There’s plenty of eye rolling when we all receive a mass pitch. We all talk to each other and know that five other people on the staff got the exact same pitch and it’s very frustrating. It may seem like it’s in your best interest to pitch as wide as possible, because someone might say yes to your pitch. But for us, it just creates more work as we end up sending to the correct person. It might sound counterintuitive, but just send to the appropriate person. We’ll love you even more for making our lives less complicated.

Everyone works on different time tables, so make sure you pitch accordingly. Magazines and print outlets are pitched several months out, but TV has an entirely different schedule. For us TV folks, getting Valentine’s Day pitches when it’s not even Thanksgiving, just get moved to the side and often forgotten about. That’s a complete waste of your time. TV is much more of a day-and-date machine without as much lead time as print, so just keep that in mind. When we get things too early, we get overwhelmed! On the flip side, when we get things too late for our deadline, that doesn’t work either because your client doesn’t make the show. So knowing each type of media’s timeline is a must.

TV and the online world are both about the latest news, the big story, what’s going on right this very second. Take advantage of that! We are looking for a news hook, so if a star stepped out last night with some sort of wardrobe malfunction, pitch your expert, who can tell viewers/readers how to avoid. And make sure your pitches are going to the right type of outlet. I can’t tell you how many pitches I get about local politicians, the military, or things like that that are clearly out of the realm of the Hollywood and pop culture things national shows like ours cover. Make sure your client/pitch is right for the appropriate media.

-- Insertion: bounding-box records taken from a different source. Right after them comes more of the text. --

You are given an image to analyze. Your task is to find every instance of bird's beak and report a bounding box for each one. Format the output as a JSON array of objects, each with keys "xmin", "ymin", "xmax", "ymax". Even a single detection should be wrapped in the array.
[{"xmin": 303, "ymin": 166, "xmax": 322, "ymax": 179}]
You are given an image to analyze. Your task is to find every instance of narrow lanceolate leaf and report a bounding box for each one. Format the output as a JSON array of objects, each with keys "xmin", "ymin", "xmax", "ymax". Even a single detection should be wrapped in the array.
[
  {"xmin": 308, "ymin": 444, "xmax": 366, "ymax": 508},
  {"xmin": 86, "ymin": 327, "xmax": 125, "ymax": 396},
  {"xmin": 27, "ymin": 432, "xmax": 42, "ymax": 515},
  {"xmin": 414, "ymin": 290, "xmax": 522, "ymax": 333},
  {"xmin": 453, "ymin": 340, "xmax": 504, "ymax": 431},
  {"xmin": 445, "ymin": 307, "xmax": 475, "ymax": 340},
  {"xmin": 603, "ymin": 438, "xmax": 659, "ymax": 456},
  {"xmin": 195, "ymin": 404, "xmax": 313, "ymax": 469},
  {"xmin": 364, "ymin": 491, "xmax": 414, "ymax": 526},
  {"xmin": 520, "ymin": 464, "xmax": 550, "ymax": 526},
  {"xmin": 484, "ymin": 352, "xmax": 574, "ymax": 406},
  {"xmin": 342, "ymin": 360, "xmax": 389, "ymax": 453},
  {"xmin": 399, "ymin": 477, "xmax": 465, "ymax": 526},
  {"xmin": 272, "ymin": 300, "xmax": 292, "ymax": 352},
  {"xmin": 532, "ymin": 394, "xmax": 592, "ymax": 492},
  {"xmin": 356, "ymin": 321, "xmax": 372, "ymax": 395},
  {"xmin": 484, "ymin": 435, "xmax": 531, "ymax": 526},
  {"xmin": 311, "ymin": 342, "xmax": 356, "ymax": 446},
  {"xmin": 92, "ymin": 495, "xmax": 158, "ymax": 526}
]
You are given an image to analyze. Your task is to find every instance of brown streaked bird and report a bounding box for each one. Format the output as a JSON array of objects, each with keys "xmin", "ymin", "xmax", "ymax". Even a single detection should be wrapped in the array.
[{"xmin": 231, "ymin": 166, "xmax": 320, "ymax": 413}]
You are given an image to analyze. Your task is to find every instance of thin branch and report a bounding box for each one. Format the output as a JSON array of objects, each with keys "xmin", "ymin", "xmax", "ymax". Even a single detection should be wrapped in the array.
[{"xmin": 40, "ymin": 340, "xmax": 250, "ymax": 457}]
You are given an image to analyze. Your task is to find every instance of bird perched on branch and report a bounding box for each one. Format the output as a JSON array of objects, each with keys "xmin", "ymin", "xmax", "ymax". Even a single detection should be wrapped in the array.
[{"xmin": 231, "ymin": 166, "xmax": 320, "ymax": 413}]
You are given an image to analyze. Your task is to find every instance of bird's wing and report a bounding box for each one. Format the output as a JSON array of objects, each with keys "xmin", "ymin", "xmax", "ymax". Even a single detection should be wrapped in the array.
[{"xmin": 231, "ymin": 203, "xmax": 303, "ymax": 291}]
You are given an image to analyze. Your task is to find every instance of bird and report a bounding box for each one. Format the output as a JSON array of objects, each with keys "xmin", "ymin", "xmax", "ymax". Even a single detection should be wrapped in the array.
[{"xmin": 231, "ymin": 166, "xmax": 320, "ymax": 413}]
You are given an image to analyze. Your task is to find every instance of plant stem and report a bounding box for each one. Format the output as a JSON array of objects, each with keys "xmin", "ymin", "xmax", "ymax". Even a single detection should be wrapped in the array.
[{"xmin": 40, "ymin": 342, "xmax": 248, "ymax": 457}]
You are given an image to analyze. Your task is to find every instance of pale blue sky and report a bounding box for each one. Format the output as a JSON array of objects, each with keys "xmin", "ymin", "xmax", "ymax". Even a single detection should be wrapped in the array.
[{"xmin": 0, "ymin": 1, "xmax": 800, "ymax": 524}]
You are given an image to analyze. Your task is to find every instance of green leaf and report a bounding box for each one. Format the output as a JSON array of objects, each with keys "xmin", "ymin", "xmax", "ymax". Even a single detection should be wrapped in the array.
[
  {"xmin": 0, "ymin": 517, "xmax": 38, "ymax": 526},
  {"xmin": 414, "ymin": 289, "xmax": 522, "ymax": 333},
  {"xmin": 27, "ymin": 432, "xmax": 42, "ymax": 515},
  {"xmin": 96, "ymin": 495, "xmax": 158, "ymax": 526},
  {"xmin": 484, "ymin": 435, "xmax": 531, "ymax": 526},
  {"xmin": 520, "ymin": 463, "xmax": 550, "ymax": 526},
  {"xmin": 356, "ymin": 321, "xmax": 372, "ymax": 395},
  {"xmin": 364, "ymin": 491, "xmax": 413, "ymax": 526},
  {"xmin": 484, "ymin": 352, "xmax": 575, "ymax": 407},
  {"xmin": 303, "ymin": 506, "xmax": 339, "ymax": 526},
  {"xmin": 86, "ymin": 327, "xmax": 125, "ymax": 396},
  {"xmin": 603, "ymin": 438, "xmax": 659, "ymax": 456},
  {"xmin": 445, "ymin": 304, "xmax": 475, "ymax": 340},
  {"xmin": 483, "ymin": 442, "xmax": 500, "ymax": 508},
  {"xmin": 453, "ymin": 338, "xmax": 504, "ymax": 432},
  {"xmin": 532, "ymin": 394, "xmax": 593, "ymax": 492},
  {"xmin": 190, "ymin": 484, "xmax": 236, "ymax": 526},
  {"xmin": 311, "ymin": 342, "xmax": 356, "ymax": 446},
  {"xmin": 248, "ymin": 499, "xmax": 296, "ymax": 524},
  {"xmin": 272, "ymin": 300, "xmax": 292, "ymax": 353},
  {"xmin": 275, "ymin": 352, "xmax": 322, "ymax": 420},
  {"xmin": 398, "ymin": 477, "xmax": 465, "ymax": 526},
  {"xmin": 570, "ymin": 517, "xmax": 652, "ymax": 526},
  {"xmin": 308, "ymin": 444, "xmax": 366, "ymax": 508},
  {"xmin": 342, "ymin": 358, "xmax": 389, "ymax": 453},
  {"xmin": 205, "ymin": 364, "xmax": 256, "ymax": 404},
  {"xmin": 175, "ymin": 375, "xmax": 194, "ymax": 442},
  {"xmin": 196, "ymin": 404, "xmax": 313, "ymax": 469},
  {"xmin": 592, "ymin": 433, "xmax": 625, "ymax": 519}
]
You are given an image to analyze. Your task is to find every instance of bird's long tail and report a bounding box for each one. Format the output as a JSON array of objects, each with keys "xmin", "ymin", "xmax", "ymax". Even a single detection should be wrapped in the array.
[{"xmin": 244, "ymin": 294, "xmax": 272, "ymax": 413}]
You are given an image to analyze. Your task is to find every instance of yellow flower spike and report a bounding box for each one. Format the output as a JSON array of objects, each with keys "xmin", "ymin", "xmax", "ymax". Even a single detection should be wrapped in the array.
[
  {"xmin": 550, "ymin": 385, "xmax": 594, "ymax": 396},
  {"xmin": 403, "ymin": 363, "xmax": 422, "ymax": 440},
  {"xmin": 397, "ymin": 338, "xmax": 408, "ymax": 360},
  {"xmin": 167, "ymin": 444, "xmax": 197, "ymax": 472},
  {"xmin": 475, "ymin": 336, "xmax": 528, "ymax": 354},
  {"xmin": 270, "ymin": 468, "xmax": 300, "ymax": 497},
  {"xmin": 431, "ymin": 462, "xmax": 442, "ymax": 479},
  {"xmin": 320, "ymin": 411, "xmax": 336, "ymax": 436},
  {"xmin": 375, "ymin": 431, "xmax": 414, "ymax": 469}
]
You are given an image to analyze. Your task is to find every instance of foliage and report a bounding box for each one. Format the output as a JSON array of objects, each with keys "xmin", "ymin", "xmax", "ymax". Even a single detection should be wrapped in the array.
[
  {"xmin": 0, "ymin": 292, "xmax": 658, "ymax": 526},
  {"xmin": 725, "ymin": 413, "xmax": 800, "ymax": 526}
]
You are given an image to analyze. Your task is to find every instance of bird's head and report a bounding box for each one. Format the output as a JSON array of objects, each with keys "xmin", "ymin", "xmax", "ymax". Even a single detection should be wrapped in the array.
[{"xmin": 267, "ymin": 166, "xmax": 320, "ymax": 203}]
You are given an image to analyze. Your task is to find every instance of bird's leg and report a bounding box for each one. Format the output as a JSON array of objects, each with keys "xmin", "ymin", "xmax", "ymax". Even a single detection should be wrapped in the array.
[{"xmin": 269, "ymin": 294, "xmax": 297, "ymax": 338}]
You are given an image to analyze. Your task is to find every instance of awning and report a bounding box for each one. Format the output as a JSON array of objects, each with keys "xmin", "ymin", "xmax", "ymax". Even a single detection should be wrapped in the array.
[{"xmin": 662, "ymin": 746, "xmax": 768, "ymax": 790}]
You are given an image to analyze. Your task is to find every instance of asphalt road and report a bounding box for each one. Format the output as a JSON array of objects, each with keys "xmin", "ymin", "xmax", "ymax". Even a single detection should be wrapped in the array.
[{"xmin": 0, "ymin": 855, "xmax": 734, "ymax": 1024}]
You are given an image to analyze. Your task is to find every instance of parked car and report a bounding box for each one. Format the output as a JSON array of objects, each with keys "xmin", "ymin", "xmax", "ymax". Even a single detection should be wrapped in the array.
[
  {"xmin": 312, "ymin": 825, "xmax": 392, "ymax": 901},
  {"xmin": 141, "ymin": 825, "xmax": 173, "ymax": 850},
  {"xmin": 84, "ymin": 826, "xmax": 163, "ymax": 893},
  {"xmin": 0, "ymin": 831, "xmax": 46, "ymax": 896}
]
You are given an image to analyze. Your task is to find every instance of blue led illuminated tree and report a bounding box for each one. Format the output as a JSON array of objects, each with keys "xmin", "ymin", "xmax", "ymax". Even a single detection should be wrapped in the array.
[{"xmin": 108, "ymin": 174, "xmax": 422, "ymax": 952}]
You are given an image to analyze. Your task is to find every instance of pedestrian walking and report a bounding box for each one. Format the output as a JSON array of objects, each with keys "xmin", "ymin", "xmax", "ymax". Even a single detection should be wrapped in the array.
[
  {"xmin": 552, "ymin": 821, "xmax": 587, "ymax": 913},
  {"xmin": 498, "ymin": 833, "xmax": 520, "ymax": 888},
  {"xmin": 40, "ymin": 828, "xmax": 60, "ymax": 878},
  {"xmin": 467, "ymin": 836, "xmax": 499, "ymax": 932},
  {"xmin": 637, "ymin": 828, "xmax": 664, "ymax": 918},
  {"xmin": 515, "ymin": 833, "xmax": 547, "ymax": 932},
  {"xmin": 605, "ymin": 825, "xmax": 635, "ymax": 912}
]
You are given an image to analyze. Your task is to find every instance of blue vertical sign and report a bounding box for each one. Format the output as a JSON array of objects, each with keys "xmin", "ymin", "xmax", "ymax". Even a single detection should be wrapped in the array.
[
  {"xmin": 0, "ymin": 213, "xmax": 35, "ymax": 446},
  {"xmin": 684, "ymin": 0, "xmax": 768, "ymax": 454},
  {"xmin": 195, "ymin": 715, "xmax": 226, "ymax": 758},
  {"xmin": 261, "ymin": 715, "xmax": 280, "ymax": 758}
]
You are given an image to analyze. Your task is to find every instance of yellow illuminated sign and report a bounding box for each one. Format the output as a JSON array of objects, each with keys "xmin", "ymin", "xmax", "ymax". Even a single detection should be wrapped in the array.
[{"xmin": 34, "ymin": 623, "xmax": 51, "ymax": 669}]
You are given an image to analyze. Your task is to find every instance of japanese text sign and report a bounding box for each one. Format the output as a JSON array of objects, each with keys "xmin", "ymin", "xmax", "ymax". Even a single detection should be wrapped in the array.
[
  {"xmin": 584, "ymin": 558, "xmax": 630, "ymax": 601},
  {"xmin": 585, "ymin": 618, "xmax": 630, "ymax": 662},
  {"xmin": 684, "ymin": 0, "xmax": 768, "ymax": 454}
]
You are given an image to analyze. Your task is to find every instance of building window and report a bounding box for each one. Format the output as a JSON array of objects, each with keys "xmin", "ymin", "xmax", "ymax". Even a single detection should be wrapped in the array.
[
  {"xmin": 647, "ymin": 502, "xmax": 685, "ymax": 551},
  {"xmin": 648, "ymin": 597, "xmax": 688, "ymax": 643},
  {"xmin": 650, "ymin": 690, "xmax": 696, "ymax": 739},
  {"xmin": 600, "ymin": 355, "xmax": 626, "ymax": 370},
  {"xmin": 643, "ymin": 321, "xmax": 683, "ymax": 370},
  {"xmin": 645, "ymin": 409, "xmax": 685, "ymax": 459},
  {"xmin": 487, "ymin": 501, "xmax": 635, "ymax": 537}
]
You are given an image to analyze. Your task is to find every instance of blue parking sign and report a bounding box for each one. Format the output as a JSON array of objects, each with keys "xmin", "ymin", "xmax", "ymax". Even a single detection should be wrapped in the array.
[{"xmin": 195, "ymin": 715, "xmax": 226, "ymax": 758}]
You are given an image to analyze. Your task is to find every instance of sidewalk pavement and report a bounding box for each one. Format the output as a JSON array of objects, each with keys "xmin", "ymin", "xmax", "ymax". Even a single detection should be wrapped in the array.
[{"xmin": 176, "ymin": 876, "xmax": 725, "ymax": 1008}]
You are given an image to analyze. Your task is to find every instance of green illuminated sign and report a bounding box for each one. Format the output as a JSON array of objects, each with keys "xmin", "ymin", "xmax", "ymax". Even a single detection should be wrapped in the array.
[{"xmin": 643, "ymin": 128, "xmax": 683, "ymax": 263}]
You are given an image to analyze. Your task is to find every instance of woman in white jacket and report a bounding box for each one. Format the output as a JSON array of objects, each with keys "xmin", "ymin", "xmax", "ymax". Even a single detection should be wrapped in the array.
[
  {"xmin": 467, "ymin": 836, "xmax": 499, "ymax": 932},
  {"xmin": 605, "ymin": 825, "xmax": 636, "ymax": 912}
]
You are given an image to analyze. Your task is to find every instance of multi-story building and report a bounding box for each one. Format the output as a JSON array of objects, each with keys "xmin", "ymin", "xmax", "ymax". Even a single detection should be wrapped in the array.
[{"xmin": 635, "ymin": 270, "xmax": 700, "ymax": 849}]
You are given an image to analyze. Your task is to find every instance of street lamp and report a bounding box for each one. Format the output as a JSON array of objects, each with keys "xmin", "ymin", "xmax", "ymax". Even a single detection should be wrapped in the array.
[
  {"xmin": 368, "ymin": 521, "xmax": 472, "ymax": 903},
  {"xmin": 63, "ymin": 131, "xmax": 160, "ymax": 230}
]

I can’t tell you how many (mass) email pitches I get that say, “If you are interested in this, please let me know.” Then, a day later, I get another email to “follow up” on the previous email. Now that’s two emails I’ve gotten, which amounts to twice the email clutter. If you don’t hear from me, then yes, as per your email that means I am not interested. If you are going to follow up anyway….a simple change in the wording is all you need. Try saying, “I will follow up with you to gauge your interest.” That way I know to answer you right away, so that I don’t have to deal with two emails and you don’t have to send me two emails. Less work for both of us. Also, give people a chance to respond before following up. I get pitches late in the afternoon and the follow up requests the following morning. Some days, that’s just not enough time to answer, especially if something isn’t urgent.

You want to make things as easy-as-pie for the person you are pitching. If they are having to do extra work just to pull a segment together, it makes them less likely to want to work with you again. You want to be their go-to person, so just make sure you have all your ducks in a row. I can’t tell you how many times people have “pitched” me a celeb or segment without a real pitch or angle at all and expected me to come up with the angle and all the details. I’m happy to work with you to craft a segment together, it’s collaboration after all, but that doesn’t mean I have the time to produce the segment myself.